A daily dose of process literacy

In my quest towards developing people’s process literacy, I had an opportunity to make another small stride a couple of weeks ago. During an event where I was MC, I used a tiny bit of the air time I was granted to share one process tip per day.

 

Here are the ones I shared, and some others that I had planned to use (but didn’t get round to):

“What the heck did you mean”? Write coloured cards, flipcharts and other public writings with capital letters and full sentences. That will be a business skill useful for your future conferencing, and it will help the recording of the works.

The public stage fear not, young jedi”. If you fear public speaking, get to know the room/stage where you will have to perform. And get to know the audience by meeting as many people as you can. When speaking, focus on the people you know (your friends) and remember that no one wants you to fail, they’re all supporting you. And most importantly: rehearse!

Pop your mic up”. The art of holding a microphone. With mikes, you aim at a pop music effect, ie. easy listening. On the other hand you want to avoid the heavy metal stance (mic in your mouth – really not cool as an audio effect) and the reggae stance (mic by your hips because you’re too relaxed). The pop stance is about one fist away from your mouth.

Feed your feedback forward“. One way to give good feedback: Make sure it’s welcome (not unsolicited) – and btw the onus is on you as a collective to develop a culture that favors regular and quick feedback. Give it on the spot as much as possible. Be specific about what you noticed and what the impact was e.g. “When you did xyz, this is the effect it had on me”. “When you said abc, this is how I felt”. E.g. “when you said communication doesn’t matter, you made me feel invisible and useless, and resentful as a result”.

Read the colors” – the language of colors is fascinating. Including for flipcharts, Powerpoint slides etc. Some research shows that black is dull, red makes people upset, and that the most comfortable colours for core content are earth tones: dark green, brown, purple, dark blue. Use these in your slides and write-ups!

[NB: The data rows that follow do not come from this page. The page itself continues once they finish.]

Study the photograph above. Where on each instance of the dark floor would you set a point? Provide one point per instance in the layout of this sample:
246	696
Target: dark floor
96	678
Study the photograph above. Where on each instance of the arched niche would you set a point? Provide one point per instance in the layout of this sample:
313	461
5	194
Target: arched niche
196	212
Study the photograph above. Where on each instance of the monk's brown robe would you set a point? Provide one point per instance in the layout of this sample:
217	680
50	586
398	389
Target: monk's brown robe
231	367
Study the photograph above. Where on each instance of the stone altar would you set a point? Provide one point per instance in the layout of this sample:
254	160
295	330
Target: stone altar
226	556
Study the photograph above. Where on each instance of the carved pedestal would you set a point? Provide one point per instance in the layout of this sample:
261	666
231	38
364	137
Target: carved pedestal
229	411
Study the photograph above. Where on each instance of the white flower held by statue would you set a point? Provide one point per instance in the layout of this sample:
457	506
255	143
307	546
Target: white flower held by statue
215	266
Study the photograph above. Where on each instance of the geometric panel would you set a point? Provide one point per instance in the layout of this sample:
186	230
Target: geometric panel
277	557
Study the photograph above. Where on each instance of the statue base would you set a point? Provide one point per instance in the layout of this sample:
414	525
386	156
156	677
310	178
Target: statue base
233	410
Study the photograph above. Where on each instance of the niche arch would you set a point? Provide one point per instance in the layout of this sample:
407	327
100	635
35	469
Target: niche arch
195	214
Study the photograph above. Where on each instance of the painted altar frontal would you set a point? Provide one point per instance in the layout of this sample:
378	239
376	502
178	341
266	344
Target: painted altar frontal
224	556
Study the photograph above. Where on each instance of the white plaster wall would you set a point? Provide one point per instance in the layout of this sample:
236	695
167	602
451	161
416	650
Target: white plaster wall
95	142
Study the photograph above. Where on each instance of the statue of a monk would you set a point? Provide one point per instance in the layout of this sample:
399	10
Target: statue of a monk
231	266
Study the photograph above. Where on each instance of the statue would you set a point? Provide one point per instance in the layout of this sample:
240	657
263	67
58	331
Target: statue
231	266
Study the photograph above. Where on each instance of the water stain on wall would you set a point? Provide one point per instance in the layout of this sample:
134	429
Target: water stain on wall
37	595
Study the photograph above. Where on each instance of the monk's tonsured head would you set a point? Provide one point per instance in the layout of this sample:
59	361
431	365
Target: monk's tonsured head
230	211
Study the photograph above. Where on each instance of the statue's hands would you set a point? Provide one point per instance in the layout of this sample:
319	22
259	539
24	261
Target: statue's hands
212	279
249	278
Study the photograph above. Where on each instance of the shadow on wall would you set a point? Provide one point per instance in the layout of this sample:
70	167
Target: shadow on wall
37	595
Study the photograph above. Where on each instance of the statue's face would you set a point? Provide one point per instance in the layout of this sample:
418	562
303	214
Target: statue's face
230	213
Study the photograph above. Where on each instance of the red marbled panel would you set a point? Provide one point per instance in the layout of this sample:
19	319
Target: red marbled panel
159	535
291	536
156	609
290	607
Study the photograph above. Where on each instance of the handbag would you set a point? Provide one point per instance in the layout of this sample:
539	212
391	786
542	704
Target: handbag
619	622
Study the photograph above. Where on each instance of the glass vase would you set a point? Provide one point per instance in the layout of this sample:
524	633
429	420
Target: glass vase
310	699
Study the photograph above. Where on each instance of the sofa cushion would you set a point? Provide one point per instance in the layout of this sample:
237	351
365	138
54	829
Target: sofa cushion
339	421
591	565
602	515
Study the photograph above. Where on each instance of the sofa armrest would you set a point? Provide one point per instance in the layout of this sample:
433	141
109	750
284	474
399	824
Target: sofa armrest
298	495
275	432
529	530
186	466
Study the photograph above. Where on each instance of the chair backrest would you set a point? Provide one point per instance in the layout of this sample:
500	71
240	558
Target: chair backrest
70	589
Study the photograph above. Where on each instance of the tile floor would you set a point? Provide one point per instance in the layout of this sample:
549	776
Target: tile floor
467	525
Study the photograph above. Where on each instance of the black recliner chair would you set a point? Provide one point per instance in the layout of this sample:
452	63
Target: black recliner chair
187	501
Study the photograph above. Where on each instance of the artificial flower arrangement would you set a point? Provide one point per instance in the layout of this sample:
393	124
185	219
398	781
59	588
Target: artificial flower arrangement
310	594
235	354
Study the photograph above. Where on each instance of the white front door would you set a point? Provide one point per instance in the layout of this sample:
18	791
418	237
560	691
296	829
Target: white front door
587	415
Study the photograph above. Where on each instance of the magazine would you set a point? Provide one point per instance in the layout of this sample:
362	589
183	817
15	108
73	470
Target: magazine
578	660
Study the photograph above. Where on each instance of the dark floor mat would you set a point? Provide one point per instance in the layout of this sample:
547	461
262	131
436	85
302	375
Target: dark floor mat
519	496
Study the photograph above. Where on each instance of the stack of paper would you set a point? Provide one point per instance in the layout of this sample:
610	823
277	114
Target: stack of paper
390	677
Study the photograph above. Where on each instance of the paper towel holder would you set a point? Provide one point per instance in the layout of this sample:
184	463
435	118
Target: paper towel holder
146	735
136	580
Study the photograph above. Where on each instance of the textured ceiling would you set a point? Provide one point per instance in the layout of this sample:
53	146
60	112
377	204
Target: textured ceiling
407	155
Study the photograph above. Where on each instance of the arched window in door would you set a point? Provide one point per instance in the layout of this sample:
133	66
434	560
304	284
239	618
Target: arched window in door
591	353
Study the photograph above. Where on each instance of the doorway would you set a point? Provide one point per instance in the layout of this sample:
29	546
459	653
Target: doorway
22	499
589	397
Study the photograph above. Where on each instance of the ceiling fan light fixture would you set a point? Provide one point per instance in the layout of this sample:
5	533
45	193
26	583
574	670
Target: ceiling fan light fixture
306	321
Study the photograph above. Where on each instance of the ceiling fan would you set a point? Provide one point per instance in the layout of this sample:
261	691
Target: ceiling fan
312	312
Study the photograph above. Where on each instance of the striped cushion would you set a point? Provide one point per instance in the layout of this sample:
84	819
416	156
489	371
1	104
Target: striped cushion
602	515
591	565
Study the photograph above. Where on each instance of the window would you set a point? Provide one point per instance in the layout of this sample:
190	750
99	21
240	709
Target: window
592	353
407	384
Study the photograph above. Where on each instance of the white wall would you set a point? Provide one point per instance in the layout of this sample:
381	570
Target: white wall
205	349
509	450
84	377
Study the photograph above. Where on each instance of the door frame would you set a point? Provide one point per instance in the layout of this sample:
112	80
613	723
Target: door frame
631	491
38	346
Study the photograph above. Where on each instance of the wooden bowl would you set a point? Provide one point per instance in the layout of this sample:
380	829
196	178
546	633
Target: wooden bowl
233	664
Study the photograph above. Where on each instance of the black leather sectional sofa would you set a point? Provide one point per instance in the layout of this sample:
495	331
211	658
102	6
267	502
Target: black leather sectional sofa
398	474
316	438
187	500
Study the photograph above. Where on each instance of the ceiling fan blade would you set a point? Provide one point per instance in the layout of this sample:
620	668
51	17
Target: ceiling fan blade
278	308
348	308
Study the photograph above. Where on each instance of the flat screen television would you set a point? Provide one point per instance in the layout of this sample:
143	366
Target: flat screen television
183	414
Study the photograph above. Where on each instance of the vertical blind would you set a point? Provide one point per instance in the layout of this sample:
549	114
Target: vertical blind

Remember me”. This is about your presentations. Use fewer words in each slide and more visuals to harness those words – make YOURSELF the focus, not the presentation. And see more at: https://km4meu.wordpress.com/2016/10/02/wow-public-speaking/

Make space for the ladies”. When you set up a ‘panel discussion’, first of all be aware that you don’t have to (there are many alternatives to panel discussions). But if you insist on a panel, avoid ‘Manels’ (all-men panels) or ‘womanels’ for that matter. And when it starts, most importantly, ask a woman the first question always, that will give them (and possibly other women on stage) more incentives to engage more.

Make it worth their while“. This is about sharing information, whether in a Powerpoint presentation, or more generally talking to another person. Think always about the other person – what’s in it for them? WIIFM (What’s In It For Me) and drop all the details that are not useful (e.g. sharing your research protocol details to policy makers)…

Was giving this series of tips effective? Probably not in the sense of changing behaviour directly. And it happened in my spiel in the morning so at a time when not everyone was caffeinated enough to fully embrace these ideas.

Was it useful? Difficult to say again, but with behaviour change, I’m a disciple of ‘Bend it further, one little step at a time’…

Was it fun to do? For me, certainly, and I think for some of the participants.

And actually I did see some people embrace my chart writing tips, and I’m sure some of the 300 people present then might have picked up the general idea that there’s a whole process world out there, even if they only saw the tip of the iceberg.

And that’s one little way to honour my contribution to the world… More to come!